This is the time of year we gardeners are supposed to sit back and happily finish our plans for summer activities. We’ve made drawing, plans and lists. We’ve looked at glossy magazines until our eyes burn. Now we’re planting our dream seeds and resting our bodies for the onslot of summer activity. But wait! Why do I feel so tired?
Perhaps, its because my reality is something closer to a state of anxious obsession. For starters, those restful activities really don’t provide me a lot of rest. Instead they fill me with longing, anxiety, and angst. Talk about over planning! In my manic mind I can do it all – not a limit in sight! Until spring hits, that is. The problem now, of course, is that spring is growing closer and I am beginning to see the cracks in my over ambition. When was I going to dig up that perennial bed? Oh that’s right, at 4 am one morning when I have nothing else to do. Therein lies the true reason for all the winter knitting - just working off that neurotic energy. It looks so innocent, doesn’t it? Even a simple design like the garden entrance shown above requires a considerable amount of yarn working to get right.
Fortunately, this time of year, I am often saved from the brink of a complete and total planning breakdown by people calling about their own garden designs. As it turns out I can pull unsuspecting clients into this gardening frenzy as well – how fun! So I march forth to spread the disease as best I can. But seriously, It brings me special pleasure to help earnest clients make pleasing, and hopefully reasonable, decisions about where to place trees, shrubs and apple trees; to mull over, with them, the perfect spot for a perennial bed; a berry patch or an herb border; to solve complicated drainage and wind problems and choose the perfect place to place a pond or a staircase, like that shown here. The is part of a large project that took weeks to concieve and several months to complete. The chances for paralysis were many! It is a myth to believe that I know what I’m doing all the time, but I do enjoy doing it, wherever it leads.

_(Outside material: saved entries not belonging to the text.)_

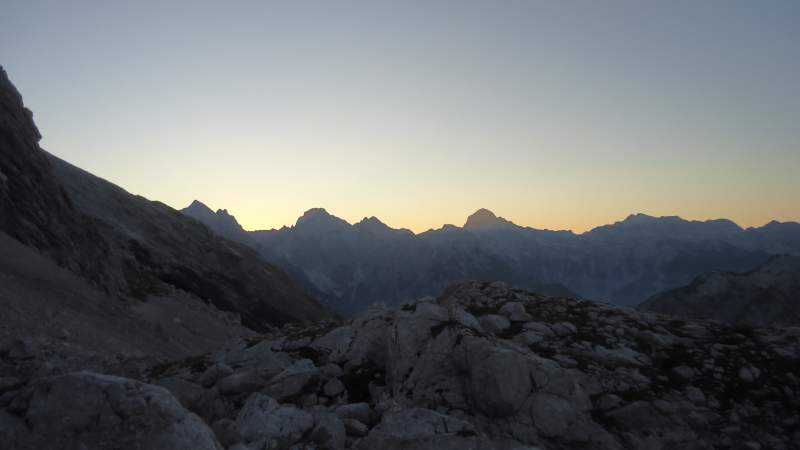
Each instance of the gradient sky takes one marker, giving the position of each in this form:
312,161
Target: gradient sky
554,114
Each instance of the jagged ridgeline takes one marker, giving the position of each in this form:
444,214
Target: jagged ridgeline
349,267
126,244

So before you have some lolly-headed designer come and make sense of your gardening woes, turn to other resources. Books are what I have in mind. They are a heck of a deal if you compare them to a living designer, and will loop you right back into garden fury without ever leaving the couch.
But first this. Curt Mueller, a friend, fellow gardener, and a great plants man, recommended the following sites and asked that I pass them on to you for the valuable information on germination they provide. I checked them out, and he’s right, of course. Here they are: www.onrockgarden.com and www.backyardgardener.com. Thanks, Curt!

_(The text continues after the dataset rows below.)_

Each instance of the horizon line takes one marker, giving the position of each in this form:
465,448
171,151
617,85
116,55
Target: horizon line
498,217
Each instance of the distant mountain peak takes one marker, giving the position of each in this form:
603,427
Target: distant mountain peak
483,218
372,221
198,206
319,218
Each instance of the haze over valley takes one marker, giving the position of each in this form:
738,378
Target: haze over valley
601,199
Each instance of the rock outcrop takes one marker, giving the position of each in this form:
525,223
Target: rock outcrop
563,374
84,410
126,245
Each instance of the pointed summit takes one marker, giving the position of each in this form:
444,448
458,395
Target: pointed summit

Now for some hard-cover therapy. Classic Garden Plans by David Stuart is a fairly new book of pre-designed gardens. Its advertisement touts it as being “… invaluable to any gardener who wants to design a garden with powerful historical associations, ...” It has great information on how to adapt classic designs into limited spaces and even gives you detailed shopping lists to carry out the plans.
Along the same lines, with pre-designed gardens in varying degrees are; Theme Gardens by Barbara Damrosch, Shortcuts to Great Gardens by Nigel Colborn, Rosemary Verey’s Garden Plans by Rosemary Verey, The Impressionest Garden by Derek Fell and Penelope Hobhouse’s Garden Designs by Penelope Hobhouse. Each of these books has its own take on good quality designs, and grouped, they are a virtual feast for the eyes and hours of fuel for the frenzy! Chucked full of lovely drawings and photos, these books are a collective treasure trove of valuable plant information and design hints on color, form, texture and problem solving. I could go on and on – I do read when I’m not knitting, you know. Well, actually, sometimes when I am knitting. Oops! There’s that neurosis again! If I must be honest, sometimes I draw while I'm knitting (don't ask). I like simple plans, such as this one, which focus in on one or two areas of the yard at a time. Leaving some areas as only ideas allows the opportunity for more drawing later, thus more ideas.
At any rate, suffice to say that there’s a splendid pile of new books on the floor in front of the bookshelf – they seem to grow faster than I can read – or knit. I’ll let you know what I think of them later, but for now I’ll leave you with this thought for spring: no matter how much you plan, there is no such thing as a perfect garden. Those who fall captive to the paralysis of design perfection find themselves unable to turn the earth in the spring. For heaven sakes! Just get on with it! The only thing you’ll regret later is that you didn’t do it sooner.